Investing.com - Canada Goose led the broad slump across retailers Wednesday after the apparel company's earnings added to a slew of disappointing reports in the sector.
The cash registers at retailers are not ringing to the beat of a seemingly strong consumer. And efforts to ride the e-commerce wave to offset the ongoing malaise in brick-and-mortar retail have come up short.
That's the message from a host of apparel companies, including Canada Goose and Capri Holdings, both of which are sharply lower after delivering a downbeat outlook.
Canada Goose (NYSE:GOOS) delivered a mixed fiscal fourth-quarter report with earnings of C$0.08 a share beating consensus from analysts polled by Refinitiv, but revenue of C$156.2 million fell short of estimates for C$159.2 million.
Worryingly, the company's full-year outlook also undershot expectations, anticipating revenue growth of at least 20% and adjusted earnings per share growth of at least 25%. Its shares tumbled nearly 30%.
Clothing company Capri Holdings (NYSE:CPRI) delivered an earnings beat on both the top and bottom lines, but its below-consensus guidance was punished, sending its shares more than 11% lower.

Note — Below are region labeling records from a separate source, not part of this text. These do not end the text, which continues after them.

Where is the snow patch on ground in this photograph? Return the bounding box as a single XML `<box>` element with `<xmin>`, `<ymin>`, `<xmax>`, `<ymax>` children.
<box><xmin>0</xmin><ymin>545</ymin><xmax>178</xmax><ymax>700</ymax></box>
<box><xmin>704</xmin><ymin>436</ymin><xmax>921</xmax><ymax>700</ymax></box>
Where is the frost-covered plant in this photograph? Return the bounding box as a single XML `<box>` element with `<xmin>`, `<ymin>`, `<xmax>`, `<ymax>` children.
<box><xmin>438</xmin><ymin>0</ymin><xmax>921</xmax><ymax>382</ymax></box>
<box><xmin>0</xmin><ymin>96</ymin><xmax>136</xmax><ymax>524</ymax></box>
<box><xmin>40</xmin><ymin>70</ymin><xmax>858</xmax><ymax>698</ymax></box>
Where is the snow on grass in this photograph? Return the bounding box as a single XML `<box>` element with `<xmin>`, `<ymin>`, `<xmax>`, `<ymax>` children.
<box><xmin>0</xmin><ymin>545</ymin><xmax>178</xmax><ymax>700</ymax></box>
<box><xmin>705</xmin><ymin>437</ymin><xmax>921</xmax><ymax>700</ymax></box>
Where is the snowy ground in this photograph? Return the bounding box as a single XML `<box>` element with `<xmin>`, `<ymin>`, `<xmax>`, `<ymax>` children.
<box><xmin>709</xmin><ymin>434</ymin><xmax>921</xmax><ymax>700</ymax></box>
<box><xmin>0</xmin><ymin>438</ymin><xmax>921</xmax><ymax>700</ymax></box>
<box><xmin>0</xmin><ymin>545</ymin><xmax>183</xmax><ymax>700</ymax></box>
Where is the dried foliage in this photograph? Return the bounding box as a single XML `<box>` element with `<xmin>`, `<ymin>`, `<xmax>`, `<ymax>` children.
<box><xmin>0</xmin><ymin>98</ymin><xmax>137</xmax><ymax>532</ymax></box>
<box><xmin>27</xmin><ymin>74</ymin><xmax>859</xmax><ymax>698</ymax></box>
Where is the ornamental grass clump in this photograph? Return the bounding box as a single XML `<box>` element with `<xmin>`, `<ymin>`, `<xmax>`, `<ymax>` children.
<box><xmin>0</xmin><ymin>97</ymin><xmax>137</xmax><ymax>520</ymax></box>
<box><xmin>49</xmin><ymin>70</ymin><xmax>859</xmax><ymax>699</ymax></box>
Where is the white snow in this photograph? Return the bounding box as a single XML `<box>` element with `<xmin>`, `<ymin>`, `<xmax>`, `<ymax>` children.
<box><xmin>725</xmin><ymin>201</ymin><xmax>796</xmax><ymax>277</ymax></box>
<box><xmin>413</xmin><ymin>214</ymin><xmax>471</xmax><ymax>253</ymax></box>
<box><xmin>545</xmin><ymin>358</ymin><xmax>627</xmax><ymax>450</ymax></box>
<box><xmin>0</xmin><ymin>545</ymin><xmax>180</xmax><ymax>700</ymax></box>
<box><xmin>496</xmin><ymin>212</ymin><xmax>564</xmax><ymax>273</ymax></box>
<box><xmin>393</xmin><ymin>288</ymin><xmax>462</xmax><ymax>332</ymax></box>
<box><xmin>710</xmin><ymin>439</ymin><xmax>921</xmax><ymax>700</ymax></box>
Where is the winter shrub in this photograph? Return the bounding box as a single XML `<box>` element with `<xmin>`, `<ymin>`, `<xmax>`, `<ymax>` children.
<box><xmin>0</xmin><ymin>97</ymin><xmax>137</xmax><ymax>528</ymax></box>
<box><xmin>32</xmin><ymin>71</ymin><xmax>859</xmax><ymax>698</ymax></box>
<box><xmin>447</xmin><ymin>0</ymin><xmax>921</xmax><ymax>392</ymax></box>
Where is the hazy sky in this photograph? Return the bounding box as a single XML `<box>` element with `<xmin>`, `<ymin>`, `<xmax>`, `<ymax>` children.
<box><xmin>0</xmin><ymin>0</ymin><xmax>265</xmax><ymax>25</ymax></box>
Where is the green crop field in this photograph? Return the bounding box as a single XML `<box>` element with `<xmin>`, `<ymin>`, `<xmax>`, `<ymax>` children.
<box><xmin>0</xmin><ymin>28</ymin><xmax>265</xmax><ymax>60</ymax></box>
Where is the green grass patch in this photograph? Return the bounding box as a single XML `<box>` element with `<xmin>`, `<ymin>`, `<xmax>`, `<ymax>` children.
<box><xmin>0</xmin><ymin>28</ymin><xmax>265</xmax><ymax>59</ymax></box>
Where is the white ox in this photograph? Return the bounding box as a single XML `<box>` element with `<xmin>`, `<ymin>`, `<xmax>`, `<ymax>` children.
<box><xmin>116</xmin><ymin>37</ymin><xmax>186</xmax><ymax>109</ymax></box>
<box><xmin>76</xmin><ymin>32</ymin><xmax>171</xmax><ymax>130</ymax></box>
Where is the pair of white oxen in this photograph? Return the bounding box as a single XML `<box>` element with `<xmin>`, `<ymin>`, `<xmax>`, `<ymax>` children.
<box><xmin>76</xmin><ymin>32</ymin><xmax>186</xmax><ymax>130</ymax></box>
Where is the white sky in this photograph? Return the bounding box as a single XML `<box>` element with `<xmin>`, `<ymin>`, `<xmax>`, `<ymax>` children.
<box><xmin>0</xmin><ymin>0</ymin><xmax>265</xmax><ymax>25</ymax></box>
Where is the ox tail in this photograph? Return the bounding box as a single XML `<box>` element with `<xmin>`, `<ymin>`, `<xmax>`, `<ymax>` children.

The company reported earnings of $0.63 on revenue of $1.34 billion, beating estimates from Investing.com for earnings of $0.61 a share on revenue of$1.33 billion.
For the first quarter, Capri Holdings guided total revenue of about $1.36 billion and earnings of $0.85 to $0.90 a share, short of analysts' estimates for revenue of $1.44 billion and earnings of $1.23 a share.
The weaker outlook from the duo of sent shockwaves throughout retailers, with American Eagle Outfitters (NYSE:AEO) falling 5% ahead of its quarterly results due June 5. The SPDR S&P Retail ETF (NYSE:XRT) fell 2.5%.